Why this matters for patients and families

• Faster and cheaper diagnosis: The urine screen can be used early to indicate whether SORD deficiency is likely, reducing time and cost for patients and families.
• Better detection in some cases: Because the SORD gene has a nearly identical pseudogene that can confuse or be missed by common sequencing methods, a biochemical test provides an independent readout of disease status.
• Easier sampling: Urine collection is simple and non-invasive, particularly important when testing children.
• Link to treatment: With therapies in development that aim to reduce sorbitol production, earlier diagnosis makes it possible to enroll patients in trials and, eventually, consider earlier intervention to prevent disability.

Impact on Amish families

As this test was under development, clinicians at the Clinic for Special Children in Lancaster County, Pennsylvania, identified their first Old Order Amish patient with SORD deficiency through genetic testing. Cascade screening of family members and other previously undiagnosed Amish patients with neuropathy revealed the same diagnosis stretching across multiple generations. Urine samples from these patients and unaffected relatives were submitted to the Mayo Clinic, and the new test accurately identified those with SORD deficiency.

Within the Old Order Amish, SORD deficiency is believed to be a common cause of progressive motor neuropathy. In these communities, certain recessive gene variants may be more common due to their shared genetic heritage from a small number of founders in the 18^th century, combined with their genetic isolation from the broader population.  

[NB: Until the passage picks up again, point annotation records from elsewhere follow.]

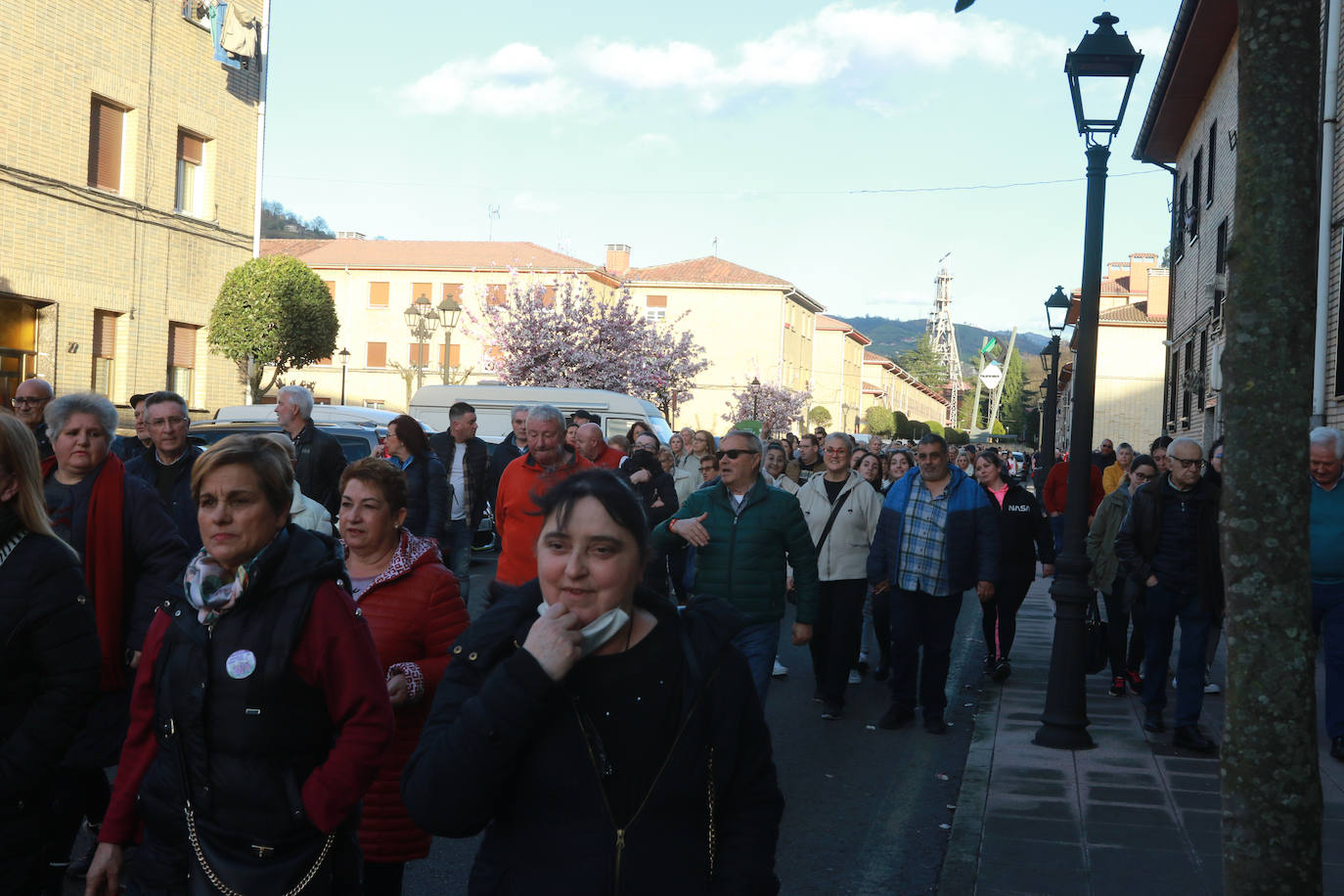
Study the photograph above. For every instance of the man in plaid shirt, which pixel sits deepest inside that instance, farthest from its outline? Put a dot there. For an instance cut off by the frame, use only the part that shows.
(937, 538)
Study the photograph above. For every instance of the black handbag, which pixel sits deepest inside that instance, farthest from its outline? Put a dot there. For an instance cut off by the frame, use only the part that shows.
(1096, 648)
(227, 863)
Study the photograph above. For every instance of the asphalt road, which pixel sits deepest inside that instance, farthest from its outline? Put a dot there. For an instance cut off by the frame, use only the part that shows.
(865, 808)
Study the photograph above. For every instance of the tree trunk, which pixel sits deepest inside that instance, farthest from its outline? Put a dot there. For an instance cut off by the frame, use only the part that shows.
(1272, 792)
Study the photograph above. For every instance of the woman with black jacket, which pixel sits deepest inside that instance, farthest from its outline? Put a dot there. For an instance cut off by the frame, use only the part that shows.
(49, 662)
(603, 740)
(426, 479)
(1023, 535)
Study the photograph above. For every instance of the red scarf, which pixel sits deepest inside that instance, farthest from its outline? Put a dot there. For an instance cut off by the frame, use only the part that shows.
(104, 565)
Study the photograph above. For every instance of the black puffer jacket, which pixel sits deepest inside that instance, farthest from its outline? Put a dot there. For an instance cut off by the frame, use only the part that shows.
(49, 668)
(504, 751)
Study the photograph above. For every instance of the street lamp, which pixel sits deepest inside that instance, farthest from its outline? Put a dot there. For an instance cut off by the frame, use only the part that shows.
(450, 310)
(344, 363)
(421, 320)
(1100, 74)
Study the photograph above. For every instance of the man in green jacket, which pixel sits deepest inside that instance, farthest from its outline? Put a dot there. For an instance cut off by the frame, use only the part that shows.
(744, 532)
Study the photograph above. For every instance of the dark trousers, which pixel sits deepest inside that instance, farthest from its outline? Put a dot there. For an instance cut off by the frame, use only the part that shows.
(999, 617)
(1117, 626)
(1164, 606)
(836, 634)
(1328, 619)
(926, 621)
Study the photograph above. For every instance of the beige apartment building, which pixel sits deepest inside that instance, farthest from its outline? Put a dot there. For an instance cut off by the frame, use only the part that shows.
(373, 283)
(128, 164)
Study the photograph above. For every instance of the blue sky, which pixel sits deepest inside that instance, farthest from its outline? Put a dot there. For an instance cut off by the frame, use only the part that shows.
(757, 124)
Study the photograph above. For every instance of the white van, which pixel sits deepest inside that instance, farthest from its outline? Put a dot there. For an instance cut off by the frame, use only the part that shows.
(495, 406)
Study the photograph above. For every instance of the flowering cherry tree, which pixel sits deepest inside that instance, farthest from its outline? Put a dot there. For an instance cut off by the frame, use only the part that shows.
(566, 335)
(776, 406)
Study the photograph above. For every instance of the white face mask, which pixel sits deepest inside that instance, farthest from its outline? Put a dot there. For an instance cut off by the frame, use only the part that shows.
(600, 630)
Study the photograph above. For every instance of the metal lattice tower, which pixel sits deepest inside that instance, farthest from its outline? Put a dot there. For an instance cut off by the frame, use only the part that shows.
(942, 336)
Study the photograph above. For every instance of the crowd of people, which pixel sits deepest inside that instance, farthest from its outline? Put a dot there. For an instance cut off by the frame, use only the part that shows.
(283, 657)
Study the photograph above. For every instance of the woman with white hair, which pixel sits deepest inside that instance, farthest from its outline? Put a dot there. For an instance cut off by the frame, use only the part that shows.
(49, 664)
(132, 558)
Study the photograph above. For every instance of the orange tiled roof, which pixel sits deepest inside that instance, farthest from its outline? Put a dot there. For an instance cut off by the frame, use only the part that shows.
(425, 254)
(703, 270)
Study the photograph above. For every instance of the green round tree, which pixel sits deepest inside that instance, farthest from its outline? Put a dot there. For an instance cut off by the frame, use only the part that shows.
(276, 313)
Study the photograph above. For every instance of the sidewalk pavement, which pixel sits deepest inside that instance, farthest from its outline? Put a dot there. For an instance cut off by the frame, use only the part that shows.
(1132, 816)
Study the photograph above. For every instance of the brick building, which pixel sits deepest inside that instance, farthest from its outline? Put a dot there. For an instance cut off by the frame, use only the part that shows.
(128, 164)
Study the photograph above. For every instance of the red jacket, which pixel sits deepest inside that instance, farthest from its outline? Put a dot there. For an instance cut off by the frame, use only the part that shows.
(515, 514)
(414, 614)
(1056, 488)
(334, 654)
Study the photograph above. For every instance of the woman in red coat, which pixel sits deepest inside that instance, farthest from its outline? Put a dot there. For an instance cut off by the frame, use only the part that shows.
(414, 612)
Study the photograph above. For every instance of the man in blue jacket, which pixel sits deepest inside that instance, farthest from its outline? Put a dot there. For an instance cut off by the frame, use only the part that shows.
(937, 536)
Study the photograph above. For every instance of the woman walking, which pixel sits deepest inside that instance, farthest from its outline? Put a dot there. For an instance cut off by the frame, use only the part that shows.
(414, 612)
(841, 512)
(1120, 591)
(597, 735)
(1023, 536)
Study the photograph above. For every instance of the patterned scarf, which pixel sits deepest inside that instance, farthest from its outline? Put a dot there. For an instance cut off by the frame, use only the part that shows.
(211, 589)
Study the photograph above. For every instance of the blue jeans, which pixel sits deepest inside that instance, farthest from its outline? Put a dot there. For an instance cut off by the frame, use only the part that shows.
(758, 645)
(1163, 607)
(457, 555)
(1328, 619)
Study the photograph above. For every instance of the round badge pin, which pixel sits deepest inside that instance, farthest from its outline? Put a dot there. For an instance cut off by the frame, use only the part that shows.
(241, 664)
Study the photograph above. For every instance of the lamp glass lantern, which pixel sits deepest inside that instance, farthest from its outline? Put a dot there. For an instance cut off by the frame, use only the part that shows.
(1056, 310)
(1100, 74)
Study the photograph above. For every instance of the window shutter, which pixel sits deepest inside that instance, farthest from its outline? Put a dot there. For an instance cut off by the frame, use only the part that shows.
(105, 124)
(182, 345)
(190, 148)
(104, 335)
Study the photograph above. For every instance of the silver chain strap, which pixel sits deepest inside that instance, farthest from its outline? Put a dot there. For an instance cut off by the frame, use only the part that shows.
(225, 888)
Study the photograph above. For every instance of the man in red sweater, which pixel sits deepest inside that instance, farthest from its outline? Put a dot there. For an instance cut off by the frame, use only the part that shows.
(523, 481)
(1056, 490)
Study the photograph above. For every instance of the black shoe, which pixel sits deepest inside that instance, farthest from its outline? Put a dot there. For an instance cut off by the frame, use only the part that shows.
(895, 718)
(1191, 738)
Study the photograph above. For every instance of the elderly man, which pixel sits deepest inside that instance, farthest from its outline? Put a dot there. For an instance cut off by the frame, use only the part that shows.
(746, 532)
(1170, 543)
(29, 402)
(167, 467)
(1328, 572)
(937, 536)
(531, 475)
(466, 458)
(594, 449)
(320, 460)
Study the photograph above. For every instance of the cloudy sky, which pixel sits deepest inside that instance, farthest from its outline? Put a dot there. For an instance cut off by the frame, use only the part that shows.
(844, 147)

“For some families who had long accepted mild, unexplained symptoms as ‘normal,’ this test has brought understanding, access to genetic counseling, and a path to care,” Bontrager said. An earlier diagnosis will also enable researchers to follow patients over time and develop a better understanding of the disease's progression and natural history.

What’s next

Researchers emphasize that the urine test is a powerful complement to genetic testing, not a replacement for it. Larger studies that include people with diabetes and other causes of neuropathy will help define how the test performs in broader clinical settings. Longer studies are also needed to determine whether urine sorbitol and xylitol track disease progression or respond to treatment, providing information that could make the test useful for both monitoring and diagnosis.

“Turning a gene discovery into a clinic-ready test and then into trials is how we move from bench science to real improvements in patient care,” said Herrmann. “Making testing accurate, affordable, and easy changes who can get diagnosed, and who can get into trials. That can make a real difference for families.”